Many publications have described an association between Guillain-Barré syndrome and COVID-19 DNA vaccines [9] [10] . In a recent literature review, 52 patients with GBS associated with ChAdOx1 were reported [11] . They found that the majority of reported cases occurred after the first dose of the vaccination in middle-aged and elderly people (mean age: 54.5 years). The mean time from vaccination to the onset of neurological symptoms was extremely inconstant (2 - 30 days; 13.9 ± 7.41 days) [6] . Classical GBS is the main clinical form [6] [10] [11] . Our two cases matched perfectly with the literature data. Favorable outcome was noticed in many cases, only few patients had partial recovery and poor outcomes. Good prognosis with a high chance of response to IVIG therapy was in line with our two cases [6] [11] .

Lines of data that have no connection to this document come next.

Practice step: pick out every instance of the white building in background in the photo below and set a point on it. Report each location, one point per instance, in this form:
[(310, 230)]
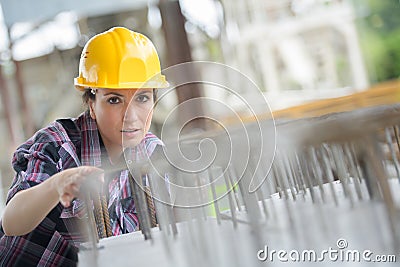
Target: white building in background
[(295, 50)]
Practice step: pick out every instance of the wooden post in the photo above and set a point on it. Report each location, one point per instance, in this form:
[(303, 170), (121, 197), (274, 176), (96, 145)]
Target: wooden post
[(178, 51)]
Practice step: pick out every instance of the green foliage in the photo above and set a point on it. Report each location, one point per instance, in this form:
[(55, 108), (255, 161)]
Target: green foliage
[(379, 27)]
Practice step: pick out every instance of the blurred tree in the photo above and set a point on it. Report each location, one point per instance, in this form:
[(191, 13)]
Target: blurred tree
[(379, 24)]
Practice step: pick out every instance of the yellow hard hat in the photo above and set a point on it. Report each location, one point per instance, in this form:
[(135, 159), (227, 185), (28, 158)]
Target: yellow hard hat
[(119, 59)]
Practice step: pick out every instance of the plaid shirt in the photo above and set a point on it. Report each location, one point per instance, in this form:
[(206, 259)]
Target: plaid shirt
[(65, 144)]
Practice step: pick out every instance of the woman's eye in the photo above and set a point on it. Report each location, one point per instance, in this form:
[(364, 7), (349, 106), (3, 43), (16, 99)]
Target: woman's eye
[(113, 100), (142, 98)]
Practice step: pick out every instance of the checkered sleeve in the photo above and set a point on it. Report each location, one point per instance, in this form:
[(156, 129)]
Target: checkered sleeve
[(33, 165)]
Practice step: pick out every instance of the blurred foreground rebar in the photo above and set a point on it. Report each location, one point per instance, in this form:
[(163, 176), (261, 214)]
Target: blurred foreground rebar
[(332, 187)]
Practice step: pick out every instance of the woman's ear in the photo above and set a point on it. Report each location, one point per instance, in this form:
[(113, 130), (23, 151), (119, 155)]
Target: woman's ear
[(91, 110)]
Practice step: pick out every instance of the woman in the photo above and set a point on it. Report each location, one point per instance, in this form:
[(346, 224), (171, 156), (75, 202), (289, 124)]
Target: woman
[(119, 72)]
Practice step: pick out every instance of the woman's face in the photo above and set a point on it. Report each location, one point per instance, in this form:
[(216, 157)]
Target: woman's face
[(123, 116)]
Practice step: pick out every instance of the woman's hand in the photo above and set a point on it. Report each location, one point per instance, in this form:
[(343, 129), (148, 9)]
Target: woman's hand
[(69, 183)]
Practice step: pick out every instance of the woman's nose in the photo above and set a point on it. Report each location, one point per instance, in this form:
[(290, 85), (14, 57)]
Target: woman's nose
[(130, 113)]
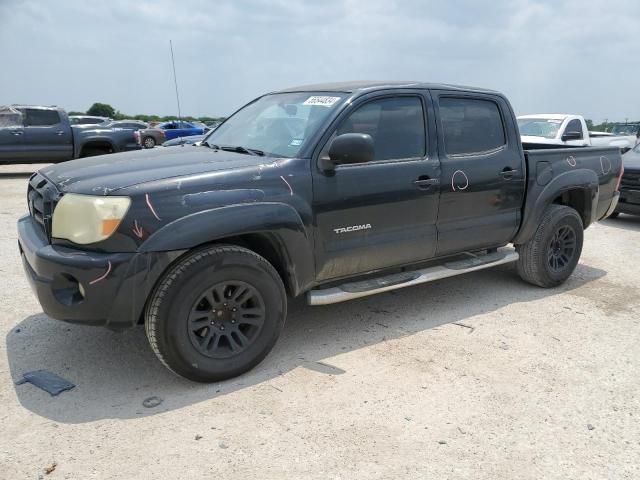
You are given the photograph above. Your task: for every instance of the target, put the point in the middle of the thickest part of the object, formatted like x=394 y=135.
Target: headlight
x=87 y=219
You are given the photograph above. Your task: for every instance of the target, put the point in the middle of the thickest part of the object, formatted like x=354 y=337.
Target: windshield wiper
x=210 y=145
x=241 y=149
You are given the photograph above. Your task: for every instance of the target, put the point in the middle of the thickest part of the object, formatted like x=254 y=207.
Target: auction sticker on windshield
x=321 y=100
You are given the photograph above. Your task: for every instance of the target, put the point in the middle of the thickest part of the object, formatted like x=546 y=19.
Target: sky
x=562 y=56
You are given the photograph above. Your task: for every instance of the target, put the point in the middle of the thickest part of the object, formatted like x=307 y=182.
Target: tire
x=551 y=255
x=203 y=327
x=148 y=142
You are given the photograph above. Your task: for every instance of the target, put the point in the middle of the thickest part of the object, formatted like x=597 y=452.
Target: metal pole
x=175 y=79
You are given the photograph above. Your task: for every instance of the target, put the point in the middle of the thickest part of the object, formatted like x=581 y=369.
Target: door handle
x=425 y=182
x=508 y=172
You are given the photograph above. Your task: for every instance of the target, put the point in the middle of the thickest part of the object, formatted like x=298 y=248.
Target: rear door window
x=471 y=125
x=395 y=124
x=41 y=118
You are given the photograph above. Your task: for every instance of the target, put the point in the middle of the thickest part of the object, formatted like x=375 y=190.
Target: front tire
x=551 y=255
x=216 y=314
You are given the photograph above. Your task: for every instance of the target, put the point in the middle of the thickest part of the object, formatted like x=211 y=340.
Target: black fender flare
x=280 y=221
x=584 y=180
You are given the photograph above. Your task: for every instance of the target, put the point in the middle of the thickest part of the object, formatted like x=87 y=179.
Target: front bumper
x=84 y=287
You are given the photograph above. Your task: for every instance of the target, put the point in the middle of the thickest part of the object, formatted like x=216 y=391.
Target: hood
x=105 y=173
x=631 y=160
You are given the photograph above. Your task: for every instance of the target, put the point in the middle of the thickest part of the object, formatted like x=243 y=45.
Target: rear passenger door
x=482 y=186
x=47 y=136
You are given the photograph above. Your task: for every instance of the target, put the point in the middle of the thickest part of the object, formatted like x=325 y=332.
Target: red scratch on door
x=288 y=185
x=146 y=196
x=137 y=229
x=99 y=279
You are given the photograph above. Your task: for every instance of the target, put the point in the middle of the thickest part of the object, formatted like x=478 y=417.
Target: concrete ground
x=480 y=376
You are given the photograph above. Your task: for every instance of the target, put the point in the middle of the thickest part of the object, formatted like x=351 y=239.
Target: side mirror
x=350 y=148
x=571 y=136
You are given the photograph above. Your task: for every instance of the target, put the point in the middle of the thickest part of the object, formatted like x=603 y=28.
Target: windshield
x=625 y=129
x=539 y=127
x=277 y=124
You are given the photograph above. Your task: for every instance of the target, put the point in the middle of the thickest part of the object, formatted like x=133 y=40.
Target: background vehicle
x=190 y=140
x=157 y=135
x=336 y=191
x=44 y=134
x=630 y=186
x=88 y=120
x=626 y=129
x=127 y=124
x=569 y=130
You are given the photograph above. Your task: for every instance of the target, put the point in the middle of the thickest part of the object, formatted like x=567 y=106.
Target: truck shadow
x=115 y=372
x=625 y=222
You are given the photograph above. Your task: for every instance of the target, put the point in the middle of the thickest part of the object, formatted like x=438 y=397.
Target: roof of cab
x=366 y=85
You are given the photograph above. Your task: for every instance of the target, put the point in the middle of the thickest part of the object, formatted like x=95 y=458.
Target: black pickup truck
x=335 y=191
x=35 y=134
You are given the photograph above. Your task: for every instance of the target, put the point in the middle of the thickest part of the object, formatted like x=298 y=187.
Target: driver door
x=379 y=214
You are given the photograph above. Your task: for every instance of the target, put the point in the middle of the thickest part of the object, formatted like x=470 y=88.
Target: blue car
x=150 y=137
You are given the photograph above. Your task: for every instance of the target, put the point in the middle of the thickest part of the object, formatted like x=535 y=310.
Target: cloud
x=560 y=56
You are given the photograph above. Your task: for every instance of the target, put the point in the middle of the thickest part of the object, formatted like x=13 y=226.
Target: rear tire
x=216 y=314
x=551 y=255
x=148 y=142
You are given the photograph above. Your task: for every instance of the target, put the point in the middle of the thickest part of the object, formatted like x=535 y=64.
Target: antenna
x=175 y=79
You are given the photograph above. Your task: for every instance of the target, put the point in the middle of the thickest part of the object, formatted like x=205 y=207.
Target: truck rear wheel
x=148 y=142
x=216 y=314
x=551 y=255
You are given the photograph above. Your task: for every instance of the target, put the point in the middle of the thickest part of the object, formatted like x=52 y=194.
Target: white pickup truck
x=569 y=130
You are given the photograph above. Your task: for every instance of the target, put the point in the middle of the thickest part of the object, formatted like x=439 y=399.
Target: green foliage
x=106 y=110
x=102 y=110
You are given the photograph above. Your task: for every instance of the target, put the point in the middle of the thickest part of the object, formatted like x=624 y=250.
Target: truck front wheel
x=551 y=255
x=216 y=314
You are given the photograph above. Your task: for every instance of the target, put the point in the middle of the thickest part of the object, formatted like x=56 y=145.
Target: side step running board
x=353 y=290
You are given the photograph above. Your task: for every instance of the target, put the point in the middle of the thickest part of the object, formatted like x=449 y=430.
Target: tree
x=101 y=110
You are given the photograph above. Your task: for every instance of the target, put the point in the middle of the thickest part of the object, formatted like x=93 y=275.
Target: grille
x=42 y=197
x=630 y=180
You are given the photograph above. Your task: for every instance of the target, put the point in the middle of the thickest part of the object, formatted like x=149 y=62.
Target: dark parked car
x=127 y=124
x=336 y=191
x=159 y=134
x=44 y=134
x=88 y=120
x=630 y=186
x=190 y=140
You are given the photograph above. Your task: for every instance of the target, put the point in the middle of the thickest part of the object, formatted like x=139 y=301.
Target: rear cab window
x=471 y=125
x=41 y=118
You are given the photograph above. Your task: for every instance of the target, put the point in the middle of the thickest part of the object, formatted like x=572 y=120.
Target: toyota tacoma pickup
x=33 y=134
x=335 y=191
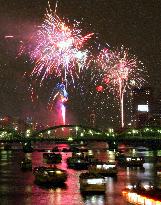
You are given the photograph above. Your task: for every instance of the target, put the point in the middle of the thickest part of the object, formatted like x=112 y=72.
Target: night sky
x=134 y=23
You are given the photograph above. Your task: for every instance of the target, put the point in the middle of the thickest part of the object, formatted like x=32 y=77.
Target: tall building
x=142 y=106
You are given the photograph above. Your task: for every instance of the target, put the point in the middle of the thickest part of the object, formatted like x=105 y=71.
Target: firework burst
x=57 y=49
x=121 y=71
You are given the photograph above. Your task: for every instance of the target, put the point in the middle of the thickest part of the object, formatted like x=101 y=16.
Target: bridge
x=59 y=132
x=81 y=132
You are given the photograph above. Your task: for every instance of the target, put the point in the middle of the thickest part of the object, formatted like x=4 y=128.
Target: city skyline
x=133 y=24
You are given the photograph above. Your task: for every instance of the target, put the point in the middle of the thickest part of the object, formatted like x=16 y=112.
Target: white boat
x=104 y=168
x=92 y=183
x=49 y=175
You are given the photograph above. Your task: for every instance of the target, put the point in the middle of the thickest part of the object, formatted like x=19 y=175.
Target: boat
x=49 y=175
x=104 y=168
x=7 y=147
x=158 y=163
x=51 y=157
x=77 y=163
x=66 y=149
x=142 y=194
x=26 y=164
x=83 y=153
x=27 y=147
x=92 y=183
x=129 y=161
x=55 y=149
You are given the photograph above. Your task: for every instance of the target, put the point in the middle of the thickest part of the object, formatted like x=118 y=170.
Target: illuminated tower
x=92 y=119
x=142 y=99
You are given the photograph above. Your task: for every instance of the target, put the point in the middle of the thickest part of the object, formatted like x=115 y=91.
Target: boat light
x=95 y=181
x=105 y=166
x=59 y=172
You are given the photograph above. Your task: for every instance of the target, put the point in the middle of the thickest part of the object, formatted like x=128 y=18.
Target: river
x=18 y=187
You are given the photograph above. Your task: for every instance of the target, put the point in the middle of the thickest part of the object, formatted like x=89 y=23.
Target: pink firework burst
x=57 y=48
x=121 y=70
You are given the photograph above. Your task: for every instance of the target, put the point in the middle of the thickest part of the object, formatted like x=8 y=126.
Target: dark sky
x=133 y=23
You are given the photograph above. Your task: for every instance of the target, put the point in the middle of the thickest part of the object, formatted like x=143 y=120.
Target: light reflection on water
x=18 y=188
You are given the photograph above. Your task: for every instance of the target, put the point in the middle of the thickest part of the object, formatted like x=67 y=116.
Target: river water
x=18 y=187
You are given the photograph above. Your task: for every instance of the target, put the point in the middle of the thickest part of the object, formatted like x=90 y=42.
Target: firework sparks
x=121 y=71
x=57 y=49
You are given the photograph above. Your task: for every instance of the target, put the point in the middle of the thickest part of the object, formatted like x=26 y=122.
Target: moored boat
x=51 y=157
x=104 y=168
x=142 y=194
x=49 y=175
x=77 y=163
x=92 y=183
x=130 y=161
x=26 y=164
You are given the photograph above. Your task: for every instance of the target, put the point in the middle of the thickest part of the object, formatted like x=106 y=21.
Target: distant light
x=143 y=108
x=9 y=36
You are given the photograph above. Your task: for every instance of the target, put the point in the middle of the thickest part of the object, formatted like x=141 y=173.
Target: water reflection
x=17 y=187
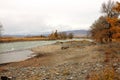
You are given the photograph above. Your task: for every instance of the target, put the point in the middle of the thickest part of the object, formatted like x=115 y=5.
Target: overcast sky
x=36 y=16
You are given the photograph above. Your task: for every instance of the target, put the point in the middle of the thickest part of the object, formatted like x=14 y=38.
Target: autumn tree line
x=107 y=28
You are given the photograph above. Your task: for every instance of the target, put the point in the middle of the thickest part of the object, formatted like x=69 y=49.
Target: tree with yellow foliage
x=115 y=23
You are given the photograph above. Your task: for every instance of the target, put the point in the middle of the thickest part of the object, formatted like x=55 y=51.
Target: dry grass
x=111 y=55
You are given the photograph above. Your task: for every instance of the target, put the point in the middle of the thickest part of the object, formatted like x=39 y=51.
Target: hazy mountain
x=77 y=33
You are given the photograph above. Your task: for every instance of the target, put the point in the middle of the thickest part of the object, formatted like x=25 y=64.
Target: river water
x=18 y=51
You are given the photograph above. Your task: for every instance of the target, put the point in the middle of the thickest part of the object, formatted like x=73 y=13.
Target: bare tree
x=107 y=9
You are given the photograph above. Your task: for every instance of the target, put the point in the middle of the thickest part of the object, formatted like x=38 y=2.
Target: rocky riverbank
x=73 y=60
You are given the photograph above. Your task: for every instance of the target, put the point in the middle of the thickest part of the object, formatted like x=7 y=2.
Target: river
x=18 y=51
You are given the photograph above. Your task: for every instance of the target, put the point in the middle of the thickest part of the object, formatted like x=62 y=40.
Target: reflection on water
x=18 y=51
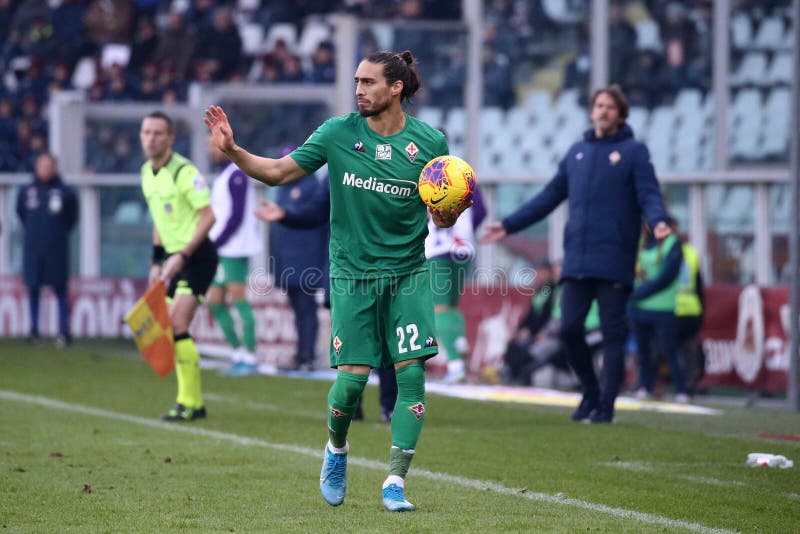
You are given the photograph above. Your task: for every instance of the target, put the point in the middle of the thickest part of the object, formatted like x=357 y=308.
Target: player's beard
x=377 y=109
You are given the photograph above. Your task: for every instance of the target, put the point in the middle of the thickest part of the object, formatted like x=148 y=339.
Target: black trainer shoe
x=602 y=414
x=585 y=408
x=180 y=413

The Oxford/AstraZeneca vaccine uses a single recombinant replication-deficient chimpanzee adenovirus vector (ChAdOx1) to get inside the cell and encode the spike protein of the SARS-CoV-2 virus, which is then transferred to the cell surface to activate the immune cells. Antibodies against the spike protein may cross-react with gangliosides to cause GBS [6] [11] . Nevertheless, GBS cases that occur after COVID-19 vaccination have a low positive rate of anti-ganglioside antibodies (20%), which suggest that gangliosides are not the antigenic target for GBS that appears after COVID-19 vaccination [11] . Molecular mimicry antigens may be structurally related to adenoviral vectors, abnormal splice variants or contaminated proteins [12] . However, accurate antigenic targets remain to be further investigated [6] [10] [11] .
Our study sheds light on the possible association between the risk of GBS and the first dose of the ChAdOx1 vaccine. However, it is not yet possible to establish a reliable causal relationship between ChAdOx1 and GBS occurrence, especially with an unclear pathophysiological mechanism [11] . The risk of post-vaccination GBS due to COVID vaccine is much lower than the reference (0.26 cases of GBS per 1 million doses of COVID vaccine) [11] . The GBS/CIDP Foundation also states that there is no clear evidence that COVID-19 vaccination increases the risk of GBS [11] [13] .
4. Conclusion
Many cases of GBS after ChAdOx1 vaccination have been reported, yet the physio-pathological mechanisms are not completely elucidated and the risk appears to be lower according to the literature. Therefore, we continue to promote COVID-19 vaccination, along with population surveillance, to facilitate the detection and management of GBS that may occur after COVID-19 vaccination.